Cancillería defendió la continuidad del modelo
Tras la decisión judicial, el Ministerio de Relaciones Exteriores defendió la continuidad del nuevo modelo de pasaportes y aseguró que el convenio cuenta con respaldo jurídico.
El Gobierno Nacional había rechazado previamente los cuestionamientos y defendido la legalidad del modelo de contratación. Argumentó que no era necesario un proceso de licitación, ya que la normativa contempla convenios entre entidades públicas.
Asimismo, indicó que la Imprenta Nacional - Casa da Moeda es una entidad estatal portuguesa habilitada para cooperar con Colombia y explicó que el proyecto contempla cuatro fases con transferencia de tecnología, con el objetivo de alcanzar autonomía en un plazo de diez años.

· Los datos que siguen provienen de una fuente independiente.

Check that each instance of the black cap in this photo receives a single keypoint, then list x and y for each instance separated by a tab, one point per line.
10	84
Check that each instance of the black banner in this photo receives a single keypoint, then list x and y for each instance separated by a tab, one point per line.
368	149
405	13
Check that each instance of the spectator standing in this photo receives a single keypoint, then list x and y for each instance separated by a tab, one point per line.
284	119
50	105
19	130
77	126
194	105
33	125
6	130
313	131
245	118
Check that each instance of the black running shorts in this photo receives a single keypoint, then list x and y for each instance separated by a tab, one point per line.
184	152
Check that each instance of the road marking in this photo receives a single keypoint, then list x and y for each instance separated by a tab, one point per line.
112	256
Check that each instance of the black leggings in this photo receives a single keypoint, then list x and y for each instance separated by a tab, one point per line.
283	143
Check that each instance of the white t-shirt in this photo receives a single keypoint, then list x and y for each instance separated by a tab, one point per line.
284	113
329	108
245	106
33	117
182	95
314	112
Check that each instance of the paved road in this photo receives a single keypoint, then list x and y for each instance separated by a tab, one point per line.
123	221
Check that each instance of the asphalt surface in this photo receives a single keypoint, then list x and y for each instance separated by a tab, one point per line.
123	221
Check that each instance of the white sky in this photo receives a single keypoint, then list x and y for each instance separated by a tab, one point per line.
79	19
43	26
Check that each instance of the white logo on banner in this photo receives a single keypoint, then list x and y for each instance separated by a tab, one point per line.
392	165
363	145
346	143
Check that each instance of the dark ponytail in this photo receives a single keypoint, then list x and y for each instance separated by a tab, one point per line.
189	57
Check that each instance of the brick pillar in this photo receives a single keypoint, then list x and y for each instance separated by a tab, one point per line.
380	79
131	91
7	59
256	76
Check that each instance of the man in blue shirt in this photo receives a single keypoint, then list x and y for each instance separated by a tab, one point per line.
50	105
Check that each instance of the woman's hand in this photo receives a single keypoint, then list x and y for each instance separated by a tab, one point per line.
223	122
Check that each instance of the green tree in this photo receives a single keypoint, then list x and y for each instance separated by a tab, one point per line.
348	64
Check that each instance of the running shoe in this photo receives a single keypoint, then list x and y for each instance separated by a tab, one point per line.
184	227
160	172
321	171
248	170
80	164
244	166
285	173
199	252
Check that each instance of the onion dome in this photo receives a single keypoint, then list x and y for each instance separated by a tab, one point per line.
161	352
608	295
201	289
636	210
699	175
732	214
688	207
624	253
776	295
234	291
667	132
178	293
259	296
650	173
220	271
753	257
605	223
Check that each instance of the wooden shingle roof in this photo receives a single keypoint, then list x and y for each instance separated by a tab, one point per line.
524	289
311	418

La Cancillería señaló que el esquema busca fortalecer las capacidades del Estado para producir y personalizar documentos de viaje, mediante transferencia de conocimiento, incorporación de infraestructura especializada y desarrollo progresivo de capacidades nacionales. (En medio de la polémica, la Cancillería se pronuncia sobre el nuevo modelo de pasaportes)
La entidad reiteró que continuará con la implementación del modelo, respetando las decisiones judiciales y garantizando la prestación del servicio de expedición de pasaportes.